Goff’s argument is a conflation of two facts: binge drinking is dangerous, and rape happens. No, it’s not a great idea to poison yourself, impair your judgment, or become a greater threat to yourself and others (Which is why people who might commit rape in that situation should avoid drinking too much. Where’s that ad campaign?). If Goff wants to have a serious conversation about drinking culture that’s one thing. But this conversation keeps being super gendered, and tends to be about how women are putting themselves at risk.

Which, to be clear, is bullshit. Drinking too much doesn’t cause rape, just like a short skirt or sexy dancing or walking down the street or sweat pants don’t cause rape. Goff thinks she gets this. But when you say to someone well, if you don’t do that thing you might be able to prevent a rape? Guess what? You are blaming the victim. You are saying the person who did drink too much the night she got raped is responsible, because hey, could have been prevented.

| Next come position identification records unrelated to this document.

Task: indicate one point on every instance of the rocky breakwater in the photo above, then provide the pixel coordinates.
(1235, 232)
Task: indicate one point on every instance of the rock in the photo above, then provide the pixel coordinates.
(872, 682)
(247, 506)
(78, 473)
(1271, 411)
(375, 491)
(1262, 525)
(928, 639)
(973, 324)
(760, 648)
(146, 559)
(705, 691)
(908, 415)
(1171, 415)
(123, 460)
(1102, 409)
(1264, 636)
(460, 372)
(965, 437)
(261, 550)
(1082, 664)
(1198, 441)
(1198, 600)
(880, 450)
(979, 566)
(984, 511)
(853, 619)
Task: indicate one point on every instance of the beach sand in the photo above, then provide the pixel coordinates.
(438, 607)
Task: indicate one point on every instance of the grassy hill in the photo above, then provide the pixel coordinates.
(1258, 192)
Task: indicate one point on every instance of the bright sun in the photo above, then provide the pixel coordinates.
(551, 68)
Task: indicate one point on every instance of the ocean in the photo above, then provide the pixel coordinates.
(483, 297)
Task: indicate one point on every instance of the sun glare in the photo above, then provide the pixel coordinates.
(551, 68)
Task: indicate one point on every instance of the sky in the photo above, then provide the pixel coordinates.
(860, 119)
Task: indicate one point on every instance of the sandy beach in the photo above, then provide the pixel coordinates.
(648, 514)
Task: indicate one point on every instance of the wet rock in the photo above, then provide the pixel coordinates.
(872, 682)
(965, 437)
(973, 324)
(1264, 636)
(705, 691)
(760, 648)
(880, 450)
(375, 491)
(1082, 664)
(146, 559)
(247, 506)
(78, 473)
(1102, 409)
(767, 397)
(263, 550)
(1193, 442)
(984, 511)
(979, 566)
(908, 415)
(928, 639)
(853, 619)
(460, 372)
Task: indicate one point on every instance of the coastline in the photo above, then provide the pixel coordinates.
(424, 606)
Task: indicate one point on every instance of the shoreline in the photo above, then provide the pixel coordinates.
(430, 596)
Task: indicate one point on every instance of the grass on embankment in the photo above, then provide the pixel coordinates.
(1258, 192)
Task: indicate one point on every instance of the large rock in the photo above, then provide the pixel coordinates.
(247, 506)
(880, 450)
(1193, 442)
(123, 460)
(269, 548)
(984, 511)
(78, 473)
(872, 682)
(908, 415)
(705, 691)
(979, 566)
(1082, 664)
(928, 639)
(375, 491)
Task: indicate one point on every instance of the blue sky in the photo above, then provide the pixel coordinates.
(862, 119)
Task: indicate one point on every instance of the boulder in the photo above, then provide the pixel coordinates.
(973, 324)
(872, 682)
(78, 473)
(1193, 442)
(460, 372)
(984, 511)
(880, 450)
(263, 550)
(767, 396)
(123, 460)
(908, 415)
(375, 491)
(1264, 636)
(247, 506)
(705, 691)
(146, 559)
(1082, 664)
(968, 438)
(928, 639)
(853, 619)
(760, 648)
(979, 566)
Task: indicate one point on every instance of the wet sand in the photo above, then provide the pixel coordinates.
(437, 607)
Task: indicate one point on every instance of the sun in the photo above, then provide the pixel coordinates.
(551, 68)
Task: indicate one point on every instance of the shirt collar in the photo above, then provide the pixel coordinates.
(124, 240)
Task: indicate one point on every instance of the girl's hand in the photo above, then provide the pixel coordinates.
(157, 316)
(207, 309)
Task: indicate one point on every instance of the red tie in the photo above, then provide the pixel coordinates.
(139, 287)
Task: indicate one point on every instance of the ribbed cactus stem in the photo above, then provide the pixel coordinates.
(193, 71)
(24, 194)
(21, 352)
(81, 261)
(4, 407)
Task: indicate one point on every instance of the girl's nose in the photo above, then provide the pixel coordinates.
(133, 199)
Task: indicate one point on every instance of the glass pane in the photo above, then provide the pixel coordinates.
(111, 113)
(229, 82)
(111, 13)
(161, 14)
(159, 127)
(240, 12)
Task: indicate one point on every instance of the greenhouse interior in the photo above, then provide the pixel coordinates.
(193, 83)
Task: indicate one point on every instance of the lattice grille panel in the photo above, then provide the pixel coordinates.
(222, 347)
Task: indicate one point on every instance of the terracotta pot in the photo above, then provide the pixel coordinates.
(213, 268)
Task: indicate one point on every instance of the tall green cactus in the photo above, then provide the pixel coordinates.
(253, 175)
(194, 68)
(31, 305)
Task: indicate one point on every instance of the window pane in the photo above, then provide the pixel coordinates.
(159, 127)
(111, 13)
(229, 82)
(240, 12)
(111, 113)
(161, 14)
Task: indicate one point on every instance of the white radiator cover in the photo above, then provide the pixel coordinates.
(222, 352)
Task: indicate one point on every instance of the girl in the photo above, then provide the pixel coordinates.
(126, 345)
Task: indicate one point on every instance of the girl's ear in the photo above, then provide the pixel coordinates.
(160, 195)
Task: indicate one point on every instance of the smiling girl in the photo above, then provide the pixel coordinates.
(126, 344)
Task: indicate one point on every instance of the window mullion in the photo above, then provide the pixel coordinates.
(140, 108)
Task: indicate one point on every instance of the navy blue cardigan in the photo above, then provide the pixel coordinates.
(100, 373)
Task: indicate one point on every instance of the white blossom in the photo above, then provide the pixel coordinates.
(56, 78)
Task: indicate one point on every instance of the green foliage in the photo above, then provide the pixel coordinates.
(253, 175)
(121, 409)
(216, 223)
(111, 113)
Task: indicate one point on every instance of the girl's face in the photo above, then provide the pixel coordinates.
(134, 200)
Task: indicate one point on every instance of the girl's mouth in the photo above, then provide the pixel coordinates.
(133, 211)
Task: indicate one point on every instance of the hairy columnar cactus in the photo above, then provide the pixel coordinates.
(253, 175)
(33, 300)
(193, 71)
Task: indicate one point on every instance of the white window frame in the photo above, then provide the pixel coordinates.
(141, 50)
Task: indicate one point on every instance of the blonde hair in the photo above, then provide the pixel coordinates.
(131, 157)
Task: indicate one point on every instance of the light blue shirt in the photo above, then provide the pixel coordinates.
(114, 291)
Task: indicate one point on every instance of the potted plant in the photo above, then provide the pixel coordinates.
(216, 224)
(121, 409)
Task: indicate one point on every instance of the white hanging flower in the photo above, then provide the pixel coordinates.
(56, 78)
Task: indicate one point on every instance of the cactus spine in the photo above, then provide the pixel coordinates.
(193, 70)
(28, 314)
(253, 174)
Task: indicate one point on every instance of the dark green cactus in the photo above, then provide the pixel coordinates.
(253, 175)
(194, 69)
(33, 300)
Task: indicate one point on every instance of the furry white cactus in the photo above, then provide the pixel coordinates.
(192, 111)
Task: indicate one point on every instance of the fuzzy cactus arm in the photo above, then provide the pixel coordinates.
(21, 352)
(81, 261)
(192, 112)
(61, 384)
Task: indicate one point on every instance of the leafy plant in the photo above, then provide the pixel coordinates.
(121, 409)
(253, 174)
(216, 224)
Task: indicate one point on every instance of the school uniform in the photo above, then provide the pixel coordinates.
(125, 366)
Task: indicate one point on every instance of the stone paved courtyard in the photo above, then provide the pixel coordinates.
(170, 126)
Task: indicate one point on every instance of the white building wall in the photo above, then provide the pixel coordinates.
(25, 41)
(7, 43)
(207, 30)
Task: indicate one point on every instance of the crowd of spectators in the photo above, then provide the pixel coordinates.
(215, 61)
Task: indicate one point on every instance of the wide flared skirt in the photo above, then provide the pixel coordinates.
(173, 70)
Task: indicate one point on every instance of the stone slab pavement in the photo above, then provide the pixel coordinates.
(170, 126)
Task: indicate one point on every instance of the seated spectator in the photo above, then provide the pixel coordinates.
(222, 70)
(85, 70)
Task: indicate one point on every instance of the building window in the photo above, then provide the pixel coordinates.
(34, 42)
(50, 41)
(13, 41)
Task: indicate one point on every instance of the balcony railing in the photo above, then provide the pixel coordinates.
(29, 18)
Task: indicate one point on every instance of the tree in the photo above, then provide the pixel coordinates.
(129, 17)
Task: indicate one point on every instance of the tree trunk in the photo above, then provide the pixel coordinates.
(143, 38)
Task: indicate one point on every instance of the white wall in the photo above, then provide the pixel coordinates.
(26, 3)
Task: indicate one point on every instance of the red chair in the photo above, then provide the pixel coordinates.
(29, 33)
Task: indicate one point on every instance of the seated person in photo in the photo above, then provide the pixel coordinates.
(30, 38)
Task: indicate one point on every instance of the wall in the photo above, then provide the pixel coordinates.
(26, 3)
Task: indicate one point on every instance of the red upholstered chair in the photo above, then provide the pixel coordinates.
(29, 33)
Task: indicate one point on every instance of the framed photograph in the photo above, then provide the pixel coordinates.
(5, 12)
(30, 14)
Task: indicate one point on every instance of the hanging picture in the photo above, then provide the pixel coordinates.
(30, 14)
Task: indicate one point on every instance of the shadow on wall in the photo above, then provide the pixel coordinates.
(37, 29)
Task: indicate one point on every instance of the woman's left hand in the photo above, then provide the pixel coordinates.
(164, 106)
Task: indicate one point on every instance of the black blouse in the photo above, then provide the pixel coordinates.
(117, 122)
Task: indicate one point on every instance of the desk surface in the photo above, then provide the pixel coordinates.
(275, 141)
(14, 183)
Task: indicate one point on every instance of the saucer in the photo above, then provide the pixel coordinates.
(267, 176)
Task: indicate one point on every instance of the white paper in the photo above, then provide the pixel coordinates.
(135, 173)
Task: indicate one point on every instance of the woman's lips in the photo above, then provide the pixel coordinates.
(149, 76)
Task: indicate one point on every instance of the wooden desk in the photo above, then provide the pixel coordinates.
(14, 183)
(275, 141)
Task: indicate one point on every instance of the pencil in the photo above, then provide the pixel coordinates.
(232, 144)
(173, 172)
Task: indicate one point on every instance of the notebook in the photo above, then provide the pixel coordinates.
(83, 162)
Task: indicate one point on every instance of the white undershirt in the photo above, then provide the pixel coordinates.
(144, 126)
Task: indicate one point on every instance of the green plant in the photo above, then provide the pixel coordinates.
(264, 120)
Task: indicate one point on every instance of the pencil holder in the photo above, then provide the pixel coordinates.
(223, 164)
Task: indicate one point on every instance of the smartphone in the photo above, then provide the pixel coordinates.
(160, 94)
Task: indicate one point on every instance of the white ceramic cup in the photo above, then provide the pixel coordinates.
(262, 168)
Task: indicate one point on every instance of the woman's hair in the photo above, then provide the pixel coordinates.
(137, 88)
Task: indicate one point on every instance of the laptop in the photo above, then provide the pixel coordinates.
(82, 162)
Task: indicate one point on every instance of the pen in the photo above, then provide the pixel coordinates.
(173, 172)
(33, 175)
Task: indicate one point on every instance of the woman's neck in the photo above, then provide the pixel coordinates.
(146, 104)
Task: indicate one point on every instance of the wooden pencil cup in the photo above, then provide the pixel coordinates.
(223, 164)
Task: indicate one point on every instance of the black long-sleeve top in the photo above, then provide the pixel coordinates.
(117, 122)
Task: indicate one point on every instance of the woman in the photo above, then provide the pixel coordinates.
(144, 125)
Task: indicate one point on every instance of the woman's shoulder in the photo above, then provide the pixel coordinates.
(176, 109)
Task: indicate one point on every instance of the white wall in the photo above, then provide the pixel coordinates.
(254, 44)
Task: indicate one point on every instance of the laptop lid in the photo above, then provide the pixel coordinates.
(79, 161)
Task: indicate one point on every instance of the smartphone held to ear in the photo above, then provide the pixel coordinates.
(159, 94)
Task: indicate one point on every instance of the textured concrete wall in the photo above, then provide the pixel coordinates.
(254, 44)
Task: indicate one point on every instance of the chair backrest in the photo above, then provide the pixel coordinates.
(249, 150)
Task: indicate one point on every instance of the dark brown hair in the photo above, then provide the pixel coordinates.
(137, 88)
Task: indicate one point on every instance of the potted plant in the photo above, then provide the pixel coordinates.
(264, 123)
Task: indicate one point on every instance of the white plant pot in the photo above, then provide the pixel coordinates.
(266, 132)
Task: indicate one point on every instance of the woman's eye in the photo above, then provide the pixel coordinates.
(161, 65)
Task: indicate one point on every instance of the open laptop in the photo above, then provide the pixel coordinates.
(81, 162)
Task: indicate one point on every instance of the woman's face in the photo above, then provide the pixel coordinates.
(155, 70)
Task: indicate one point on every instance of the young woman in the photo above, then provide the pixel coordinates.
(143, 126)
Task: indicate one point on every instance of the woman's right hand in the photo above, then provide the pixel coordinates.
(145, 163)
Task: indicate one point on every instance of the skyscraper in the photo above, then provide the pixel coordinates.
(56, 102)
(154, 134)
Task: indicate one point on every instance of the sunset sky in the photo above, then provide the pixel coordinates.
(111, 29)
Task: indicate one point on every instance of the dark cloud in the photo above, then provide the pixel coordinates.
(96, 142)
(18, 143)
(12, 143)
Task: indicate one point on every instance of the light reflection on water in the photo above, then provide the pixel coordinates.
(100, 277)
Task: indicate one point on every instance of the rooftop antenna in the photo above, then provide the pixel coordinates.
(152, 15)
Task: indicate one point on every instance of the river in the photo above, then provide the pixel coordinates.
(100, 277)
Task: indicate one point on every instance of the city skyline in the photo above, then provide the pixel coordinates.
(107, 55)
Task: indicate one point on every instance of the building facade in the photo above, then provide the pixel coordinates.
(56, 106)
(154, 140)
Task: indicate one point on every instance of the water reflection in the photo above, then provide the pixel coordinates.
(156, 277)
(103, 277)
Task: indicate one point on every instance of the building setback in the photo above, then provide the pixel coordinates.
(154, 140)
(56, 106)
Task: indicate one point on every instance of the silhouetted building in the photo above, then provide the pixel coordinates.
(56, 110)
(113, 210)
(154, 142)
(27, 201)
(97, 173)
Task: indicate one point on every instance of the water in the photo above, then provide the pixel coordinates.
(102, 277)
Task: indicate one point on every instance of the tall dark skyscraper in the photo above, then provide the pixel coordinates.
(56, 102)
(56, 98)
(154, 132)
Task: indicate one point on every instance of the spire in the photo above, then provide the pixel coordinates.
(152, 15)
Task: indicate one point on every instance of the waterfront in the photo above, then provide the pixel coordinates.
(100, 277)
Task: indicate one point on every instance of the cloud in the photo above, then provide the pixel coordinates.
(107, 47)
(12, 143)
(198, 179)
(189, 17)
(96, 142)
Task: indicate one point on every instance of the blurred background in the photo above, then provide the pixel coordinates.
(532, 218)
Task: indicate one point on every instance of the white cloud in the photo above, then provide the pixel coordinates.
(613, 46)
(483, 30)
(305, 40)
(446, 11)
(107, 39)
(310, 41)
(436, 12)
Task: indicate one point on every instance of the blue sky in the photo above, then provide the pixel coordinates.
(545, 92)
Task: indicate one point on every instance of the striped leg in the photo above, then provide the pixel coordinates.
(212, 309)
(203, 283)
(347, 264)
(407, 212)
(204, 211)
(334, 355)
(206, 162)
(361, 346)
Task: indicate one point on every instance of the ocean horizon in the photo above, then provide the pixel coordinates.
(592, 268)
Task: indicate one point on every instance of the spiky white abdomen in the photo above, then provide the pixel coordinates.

There is a conversation to be had about drinking and rape culture. It’s about a culture that trains people who rape (mostly men, but let’s be clear that sexual violence doesn’t discriminate) to seek out people who can’t give consent – and the fact that many, many people think this is hook up culture, not rape culture (you don’t need me to OK hooking up if it’s consensual, do you?). Yes, people often don’t realize they’re committing rape. Or even that they’ve been raped. Putting the responsibility (read: blame) on the person who gets raped ignores what’s actually happening here, that someone doesn’t think they need consent.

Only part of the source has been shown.